= Piano Concerto No. 3 (Williamson) =

The Piano Concerto No. 3 is a 32-minute concerto by the Australian-born composer Malcolm Williamson.

== History of the Work ==
Commissioned by the Australian Broadcasting Commission, Williamson's third piano concerto was written in 1962 while the composer was living in East Sheen, London. The work is dedicated to the British pianist John Ogdon, who gave the world premiere of the work with the Sydney Symphony Orchestra under Joseph Post.
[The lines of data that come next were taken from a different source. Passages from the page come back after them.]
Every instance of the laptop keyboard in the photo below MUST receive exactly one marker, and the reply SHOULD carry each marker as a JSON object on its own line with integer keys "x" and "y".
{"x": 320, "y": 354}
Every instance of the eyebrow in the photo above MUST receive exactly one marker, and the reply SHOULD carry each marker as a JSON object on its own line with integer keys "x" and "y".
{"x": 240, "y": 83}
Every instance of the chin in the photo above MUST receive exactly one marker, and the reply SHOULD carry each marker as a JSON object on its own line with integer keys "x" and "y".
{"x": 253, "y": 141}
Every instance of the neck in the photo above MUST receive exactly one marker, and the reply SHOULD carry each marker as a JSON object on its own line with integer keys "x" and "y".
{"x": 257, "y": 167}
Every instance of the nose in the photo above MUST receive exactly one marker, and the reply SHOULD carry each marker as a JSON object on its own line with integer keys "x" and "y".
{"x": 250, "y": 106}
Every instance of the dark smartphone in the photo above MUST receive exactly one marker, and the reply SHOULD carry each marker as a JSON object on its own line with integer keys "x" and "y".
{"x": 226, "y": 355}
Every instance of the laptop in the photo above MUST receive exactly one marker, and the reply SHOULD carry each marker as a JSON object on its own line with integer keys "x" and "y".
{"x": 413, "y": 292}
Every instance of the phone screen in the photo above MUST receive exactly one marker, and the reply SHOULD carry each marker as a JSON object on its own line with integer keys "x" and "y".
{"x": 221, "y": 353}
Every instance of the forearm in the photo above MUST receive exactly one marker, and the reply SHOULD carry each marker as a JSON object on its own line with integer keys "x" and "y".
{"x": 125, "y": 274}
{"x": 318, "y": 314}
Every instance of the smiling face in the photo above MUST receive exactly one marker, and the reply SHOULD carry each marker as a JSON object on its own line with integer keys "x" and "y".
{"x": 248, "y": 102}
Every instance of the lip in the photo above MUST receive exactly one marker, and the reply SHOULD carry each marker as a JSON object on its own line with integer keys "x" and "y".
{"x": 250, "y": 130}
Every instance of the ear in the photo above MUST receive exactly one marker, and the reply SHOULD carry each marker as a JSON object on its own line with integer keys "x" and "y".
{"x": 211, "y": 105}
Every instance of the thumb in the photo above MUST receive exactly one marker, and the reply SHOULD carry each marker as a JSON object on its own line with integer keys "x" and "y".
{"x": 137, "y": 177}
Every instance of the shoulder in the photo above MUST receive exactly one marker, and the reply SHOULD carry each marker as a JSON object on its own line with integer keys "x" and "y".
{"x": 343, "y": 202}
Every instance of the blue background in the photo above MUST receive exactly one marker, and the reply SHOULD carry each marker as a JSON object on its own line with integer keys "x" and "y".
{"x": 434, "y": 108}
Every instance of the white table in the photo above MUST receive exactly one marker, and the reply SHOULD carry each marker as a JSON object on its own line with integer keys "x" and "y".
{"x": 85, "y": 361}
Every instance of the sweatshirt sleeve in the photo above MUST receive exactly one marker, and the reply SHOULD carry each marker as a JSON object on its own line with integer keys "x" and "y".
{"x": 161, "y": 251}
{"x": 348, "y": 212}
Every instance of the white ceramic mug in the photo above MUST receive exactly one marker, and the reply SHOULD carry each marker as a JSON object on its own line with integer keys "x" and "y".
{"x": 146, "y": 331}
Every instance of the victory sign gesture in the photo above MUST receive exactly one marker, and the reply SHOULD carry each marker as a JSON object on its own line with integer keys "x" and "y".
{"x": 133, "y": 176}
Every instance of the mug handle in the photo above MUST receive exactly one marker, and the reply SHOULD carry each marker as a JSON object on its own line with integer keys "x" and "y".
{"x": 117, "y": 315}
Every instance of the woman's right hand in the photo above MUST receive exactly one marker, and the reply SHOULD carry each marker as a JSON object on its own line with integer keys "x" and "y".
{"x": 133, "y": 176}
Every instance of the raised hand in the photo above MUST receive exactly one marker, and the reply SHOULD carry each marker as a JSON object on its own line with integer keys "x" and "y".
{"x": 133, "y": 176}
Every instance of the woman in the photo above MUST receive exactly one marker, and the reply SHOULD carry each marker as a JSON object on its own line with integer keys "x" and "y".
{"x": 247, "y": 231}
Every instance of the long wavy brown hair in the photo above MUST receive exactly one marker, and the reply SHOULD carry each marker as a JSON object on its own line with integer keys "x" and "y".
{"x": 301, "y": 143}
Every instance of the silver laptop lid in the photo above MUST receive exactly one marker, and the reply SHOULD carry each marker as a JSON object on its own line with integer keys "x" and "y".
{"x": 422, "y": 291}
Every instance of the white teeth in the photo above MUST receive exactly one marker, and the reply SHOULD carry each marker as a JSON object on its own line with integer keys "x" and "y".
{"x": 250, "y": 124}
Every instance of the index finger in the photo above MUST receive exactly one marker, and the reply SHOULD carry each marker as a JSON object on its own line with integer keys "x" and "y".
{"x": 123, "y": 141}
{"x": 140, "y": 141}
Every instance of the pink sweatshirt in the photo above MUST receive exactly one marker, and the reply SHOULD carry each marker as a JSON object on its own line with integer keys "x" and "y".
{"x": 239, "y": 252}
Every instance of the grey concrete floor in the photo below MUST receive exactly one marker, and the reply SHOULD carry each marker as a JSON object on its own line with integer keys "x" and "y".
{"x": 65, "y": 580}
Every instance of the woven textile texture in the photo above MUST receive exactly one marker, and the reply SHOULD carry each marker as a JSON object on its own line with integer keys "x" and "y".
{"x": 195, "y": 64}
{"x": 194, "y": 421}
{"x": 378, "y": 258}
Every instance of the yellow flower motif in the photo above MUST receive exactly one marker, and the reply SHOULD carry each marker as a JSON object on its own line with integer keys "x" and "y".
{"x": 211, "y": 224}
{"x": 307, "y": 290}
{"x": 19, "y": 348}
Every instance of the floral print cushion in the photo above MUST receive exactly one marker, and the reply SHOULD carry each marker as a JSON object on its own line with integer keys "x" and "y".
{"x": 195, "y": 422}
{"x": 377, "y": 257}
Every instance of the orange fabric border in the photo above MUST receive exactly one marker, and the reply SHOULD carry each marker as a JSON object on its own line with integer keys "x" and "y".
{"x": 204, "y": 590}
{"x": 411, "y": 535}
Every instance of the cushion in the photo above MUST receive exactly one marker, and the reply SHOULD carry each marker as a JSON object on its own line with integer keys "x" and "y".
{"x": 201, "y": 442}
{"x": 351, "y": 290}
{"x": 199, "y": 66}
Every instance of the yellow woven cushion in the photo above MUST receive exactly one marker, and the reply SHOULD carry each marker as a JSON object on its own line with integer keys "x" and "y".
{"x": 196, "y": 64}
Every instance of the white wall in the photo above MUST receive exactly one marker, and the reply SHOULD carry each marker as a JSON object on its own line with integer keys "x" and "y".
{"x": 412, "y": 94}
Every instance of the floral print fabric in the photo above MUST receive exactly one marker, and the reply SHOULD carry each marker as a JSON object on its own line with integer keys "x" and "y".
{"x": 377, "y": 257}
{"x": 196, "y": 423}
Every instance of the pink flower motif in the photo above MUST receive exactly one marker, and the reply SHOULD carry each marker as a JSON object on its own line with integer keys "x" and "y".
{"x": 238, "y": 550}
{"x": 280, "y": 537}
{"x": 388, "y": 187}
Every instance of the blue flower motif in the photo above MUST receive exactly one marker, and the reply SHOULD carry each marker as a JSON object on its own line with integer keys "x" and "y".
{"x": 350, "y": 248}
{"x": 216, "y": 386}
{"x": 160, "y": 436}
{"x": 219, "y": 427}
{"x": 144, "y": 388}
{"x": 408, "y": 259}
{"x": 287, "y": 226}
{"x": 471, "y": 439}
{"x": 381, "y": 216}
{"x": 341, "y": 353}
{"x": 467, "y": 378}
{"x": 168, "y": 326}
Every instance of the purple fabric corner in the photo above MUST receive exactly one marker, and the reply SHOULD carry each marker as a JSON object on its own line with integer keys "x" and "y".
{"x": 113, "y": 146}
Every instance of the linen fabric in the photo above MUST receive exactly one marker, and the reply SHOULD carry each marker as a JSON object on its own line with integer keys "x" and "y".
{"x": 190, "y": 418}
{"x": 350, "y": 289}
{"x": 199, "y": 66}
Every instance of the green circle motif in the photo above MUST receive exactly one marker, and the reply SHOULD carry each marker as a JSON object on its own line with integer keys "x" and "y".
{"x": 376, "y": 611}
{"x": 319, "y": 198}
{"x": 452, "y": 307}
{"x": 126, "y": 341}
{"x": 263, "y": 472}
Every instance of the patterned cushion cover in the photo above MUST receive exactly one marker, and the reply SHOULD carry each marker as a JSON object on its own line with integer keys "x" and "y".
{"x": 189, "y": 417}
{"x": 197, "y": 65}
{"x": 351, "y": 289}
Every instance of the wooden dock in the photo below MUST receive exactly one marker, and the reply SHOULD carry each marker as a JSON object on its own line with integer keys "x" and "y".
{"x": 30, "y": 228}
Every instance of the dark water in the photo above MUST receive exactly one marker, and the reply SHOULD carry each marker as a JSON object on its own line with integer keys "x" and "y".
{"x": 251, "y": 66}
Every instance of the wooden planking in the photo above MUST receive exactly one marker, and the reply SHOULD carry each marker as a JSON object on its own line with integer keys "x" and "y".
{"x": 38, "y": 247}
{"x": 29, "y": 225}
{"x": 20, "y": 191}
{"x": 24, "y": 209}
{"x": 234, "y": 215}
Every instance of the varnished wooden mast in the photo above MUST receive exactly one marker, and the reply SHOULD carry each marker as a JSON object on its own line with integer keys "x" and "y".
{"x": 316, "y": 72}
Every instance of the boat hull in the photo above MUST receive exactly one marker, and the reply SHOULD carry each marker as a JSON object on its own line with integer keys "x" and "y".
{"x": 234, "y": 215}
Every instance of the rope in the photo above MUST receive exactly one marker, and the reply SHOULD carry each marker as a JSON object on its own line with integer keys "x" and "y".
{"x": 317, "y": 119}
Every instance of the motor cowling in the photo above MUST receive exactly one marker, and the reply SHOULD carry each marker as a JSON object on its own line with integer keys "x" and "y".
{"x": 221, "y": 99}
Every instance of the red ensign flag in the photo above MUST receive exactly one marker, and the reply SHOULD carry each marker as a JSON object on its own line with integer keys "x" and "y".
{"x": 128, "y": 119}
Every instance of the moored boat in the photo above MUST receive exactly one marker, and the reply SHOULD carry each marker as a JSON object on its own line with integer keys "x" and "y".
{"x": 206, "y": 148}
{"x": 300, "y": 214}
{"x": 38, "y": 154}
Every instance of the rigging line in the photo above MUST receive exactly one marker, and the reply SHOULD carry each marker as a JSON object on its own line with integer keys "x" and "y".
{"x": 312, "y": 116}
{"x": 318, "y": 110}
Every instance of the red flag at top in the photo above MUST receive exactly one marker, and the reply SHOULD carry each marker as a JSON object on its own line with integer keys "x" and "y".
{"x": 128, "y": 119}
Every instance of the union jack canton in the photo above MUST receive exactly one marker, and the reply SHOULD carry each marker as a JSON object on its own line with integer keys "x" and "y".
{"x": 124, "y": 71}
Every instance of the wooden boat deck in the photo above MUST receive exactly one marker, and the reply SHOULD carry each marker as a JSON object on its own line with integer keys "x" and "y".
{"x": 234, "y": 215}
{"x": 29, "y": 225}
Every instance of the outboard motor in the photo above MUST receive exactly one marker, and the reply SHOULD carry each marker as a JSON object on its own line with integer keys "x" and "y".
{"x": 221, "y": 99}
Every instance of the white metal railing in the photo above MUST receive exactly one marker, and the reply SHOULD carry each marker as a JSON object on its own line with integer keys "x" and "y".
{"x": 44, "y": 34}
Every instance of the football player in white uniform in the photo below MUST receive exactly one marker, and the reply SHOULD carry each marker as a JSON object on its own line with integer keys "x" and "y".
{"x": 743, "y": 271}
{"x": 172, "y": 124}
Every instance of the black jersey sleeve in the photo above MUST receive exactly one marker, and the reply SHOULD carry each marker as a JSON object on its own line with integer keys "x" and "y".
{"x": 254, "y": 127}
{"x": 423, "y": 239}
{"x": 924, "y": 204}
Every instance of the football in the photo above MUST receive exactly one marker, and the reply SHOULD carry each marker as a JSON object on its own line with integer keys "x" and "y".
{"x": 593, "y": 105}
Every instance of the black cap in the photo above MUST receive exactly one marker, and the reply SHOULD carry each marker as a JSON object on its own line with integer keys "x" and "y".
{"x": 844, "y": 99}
The work appeared in a concert given by the BBC Concert Orchestra under conductor Christopher Austin, with Piers Lane as soloist, on 20 November 2001 to celebrate the composer's 70th birthday.

== Structure ==
The concerto is broken up into four separate movements, which are as follows:

== Instrumentation ==
Piano soloist; 2 flutes, 2 oboes (2nd doubling cor anglais), 2 clarinets (2nd doubling bass clarinet), 2 bassoons, 4 horns, 2 trumpets, two tenor trombones, bass trombone, tuba, timpani, percussion (including snare drum, triangle & clash cymbals), and strings.

== Recordings ==
The original version (from the LP recorded in 1974) is now available in a newly remastered edition on the Lyrita label with the composer as soloist, accompanied by the London Philharmonic Orchestra under Leonard Dommett. This was the only recording of the concerto for a long time. In 2014 came a new Hyperion recording by Piers Lane with the Tasmanian Symphony Orchestra, led by Howard Shelley (recorded in April 2013).